Extremes of weather here to stay: Howard
The Age (Aus.), Dec. 14, 2006
Prime Minister John Howard has embraced a key climate change forecast, warning Australians to prepare for more extreme weather events such as the current bushfires.
At the end of a day-long tour of fire-hit communities in Victoria and Tasmania, Mr. Howard was asked whether he accepted scientists' predictions on extreme weather. "Let me put it this way," he said. "I think the country should prepare for a continuation of what we are now experiencing."
"In the long term, over a period of years?" he was asked.
"Well, I think the likelihood of this going on is very strong."
The statement adds to recent signs of a reassessment by Mr. Howard on climate change from his initially sceptical stance.
It came as firefighters continued the battle to contain huge blazes ahead of the return of hot weather today. Concern in Victoria centred on a fire near the Thomson dam, Melbourne's biggest water storage, which risks contamination if the catchment area burns.
Mr. Howard, visiting the north-east Tasmanian town of St Helens, repeatedly made the point with officials that the region was not normally associated with bushfires, and that they were not usually so common early in the summer.
He agreed that more infrastructure would be needed to deal with weather-related disasters, but also said much better access on fire trails was needed into national parks.
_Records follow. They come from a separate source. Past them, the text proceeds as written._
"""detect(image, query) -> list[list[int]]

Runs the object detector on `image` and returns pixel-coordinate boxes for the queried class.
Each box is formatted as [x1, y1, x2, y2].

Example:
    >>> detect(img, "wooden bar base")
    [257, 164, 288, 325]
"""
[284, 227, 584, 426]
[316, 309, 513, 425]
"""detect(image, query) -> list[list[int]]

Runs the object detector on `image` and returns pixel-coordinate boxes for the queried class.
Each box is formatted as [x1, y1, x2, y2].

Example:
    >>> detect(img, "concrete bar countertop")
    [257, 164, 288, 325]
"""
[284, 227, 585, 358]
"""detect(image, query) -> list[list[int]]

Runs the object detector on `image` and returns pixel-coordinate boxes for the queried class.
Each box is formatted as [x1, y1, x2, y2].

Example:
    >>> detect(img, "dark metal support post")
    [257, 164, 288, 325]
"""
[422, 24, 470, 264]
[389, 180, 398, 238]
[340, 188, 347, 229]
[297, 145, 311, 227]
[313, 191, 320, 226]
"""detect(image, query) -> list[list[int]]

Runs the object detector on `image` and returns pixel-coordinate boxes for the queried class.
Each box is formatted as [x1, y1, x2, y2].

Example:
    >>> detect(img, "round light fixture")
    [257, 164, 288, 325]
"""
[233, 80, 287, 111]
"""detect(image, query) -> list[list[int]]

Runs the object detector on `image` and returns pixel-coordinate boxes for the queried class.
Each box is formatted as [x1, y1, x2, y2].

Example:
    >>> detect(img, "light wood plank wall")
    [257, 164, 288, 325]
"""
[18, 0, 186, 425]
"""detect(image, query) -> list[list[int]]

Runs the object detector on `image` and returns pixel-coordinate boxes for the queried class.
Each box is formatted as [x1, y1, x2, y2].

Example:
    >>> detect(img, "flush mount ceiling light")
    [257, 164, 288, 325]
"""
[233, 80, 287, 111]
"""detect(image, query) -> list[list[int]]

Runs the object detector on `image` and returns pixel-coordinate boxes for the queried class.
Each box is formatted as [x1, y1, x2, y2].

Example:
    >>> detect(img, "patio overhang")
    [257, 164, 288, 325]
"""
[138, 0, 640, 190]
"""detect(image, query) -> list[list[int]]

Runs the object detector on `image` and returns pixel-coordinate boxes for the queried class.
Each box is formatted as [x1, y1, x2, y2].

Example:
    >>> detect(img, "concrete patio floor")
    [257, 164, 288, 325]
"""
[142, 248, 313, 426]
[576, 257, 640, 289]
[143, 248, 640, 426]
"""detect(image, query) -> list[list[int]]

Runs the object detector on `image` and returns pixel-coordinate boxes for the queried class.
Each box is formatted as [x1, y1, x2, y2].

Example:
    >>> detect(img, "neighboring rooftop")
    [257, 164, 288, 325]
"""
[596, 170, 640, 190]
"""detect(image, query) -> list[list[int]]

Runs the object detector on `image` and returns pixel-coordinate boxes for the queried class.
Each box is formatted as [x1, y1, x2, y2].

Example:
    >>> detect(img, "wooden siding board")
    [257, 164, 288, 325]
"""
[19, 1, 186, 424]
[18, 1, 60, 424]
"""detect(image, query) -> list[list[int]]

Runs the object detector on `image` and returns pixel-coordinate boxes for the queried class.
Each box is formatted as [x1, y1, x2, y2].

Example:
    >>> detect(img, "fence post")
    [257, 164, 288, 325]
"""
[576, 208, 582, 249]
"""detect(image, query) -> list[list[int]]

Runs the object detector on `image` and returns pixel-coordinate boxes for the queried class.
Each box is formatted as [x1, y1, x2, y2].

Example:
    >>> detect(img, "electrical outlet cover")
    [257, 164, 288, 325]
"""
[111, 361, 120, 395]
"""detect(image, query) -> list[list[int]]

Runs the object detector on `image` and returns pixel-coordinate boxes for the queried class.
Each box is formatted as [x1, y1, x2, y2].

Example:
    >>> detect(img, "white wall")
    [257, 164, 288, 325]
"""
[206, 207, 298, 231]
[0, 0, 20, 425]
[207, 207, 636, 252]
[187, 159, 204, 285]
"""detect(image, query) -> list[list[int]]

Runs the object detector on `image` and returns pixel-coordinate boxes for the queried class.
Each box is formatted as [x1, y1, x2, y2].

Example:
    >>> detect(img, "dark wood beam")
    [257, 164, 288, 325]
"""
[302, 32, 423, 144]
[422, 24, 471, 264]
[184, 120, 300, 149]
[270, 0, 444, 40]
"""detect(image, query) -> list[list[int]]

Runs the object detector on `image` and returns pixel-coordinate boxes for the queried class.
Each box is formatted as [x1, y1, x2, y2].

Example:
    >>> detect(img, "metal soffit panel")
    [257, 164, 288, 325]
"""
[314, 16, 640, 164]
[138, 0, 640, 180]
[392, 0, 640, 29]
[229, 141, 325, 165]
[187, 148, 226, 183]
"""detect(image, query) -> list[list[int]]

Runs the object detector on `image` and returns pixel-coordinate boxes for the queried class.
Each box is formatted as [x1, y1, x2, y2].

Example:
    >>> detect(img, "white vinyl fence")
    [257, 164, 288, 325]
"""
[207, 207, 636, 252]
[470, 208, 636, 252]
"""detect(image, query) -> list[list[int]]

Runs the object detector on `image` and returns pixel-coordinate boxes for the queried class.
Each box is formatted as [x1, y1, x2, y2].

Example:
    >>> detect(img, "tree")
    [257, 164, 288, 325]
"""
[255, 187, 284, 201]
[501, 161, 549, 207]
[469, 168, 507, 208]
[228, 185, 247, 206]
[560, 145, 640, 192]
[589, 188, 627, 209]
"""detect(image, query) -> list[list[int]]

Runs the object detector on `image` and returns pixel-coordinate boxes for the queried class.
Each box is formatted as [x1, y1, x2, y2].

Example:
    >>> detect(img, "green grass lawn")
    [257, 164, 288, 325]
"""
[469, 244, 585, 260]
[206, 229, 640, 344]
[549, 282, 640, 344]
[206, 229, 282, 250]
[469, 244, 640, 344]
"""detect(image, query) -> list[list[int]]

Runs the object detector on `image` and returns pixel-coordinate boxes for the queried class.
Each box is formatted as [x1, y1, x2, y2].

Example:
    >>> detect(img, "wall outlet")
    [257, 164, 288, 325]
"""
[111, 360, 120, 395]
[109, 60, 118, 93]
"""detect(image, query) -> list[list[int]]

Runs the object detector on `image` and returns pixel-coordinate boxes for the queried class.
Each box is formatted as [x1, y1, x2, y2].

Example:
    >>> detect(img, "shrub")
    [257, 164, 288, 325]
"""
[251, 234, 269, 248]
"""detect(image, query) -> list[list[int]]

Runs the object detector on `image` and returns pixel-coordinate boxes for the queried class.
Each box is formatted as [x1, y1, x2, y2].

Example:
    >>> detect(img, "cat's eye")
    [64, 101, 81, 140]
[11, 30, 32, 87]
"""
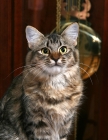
[59, 46, 67, 55]
[41, 48, 50, 55]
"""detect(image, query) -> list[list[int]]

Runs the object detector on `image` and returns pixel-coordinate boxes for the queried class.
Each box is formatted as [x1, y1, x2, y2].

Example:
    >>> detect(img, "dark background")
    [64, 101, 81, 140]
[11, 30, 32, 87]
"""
[0, 0, 108, 140]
And he warned people to brace themselves for more fires through the coming summer.
In recent years there has been an almost global increase in extreme high maximum temperatures and extreme rain, according to the Australian Greenhouse Office.
By 2030, most of the country is expected to have 10 to 50 per cent more days over 35 degrees and fewer frosts.
CSIRO models show that in many places global warming is likely to increase the frequency and duration of extreme events such as heavy rains, droughts and floods.
Global warming has already started to produce more severe bushfires, and much of the east coast and southern states can expect more frequent and intense fires, according to the Federal Government's Bushfire Research Centre.
Mr. Howard said more emergency services infrastructure was one answer, but after touring Victoria he emphasised the need to "get the balance right" in national parks.
"I hear people say that they couldn't get access to some of the national park areas because some of the fire trails were blocked off."
It was possible to properly protect and preserve the values of the parks but still allow access, he said. "If a bushfire runs through a national park, you don't have the national park."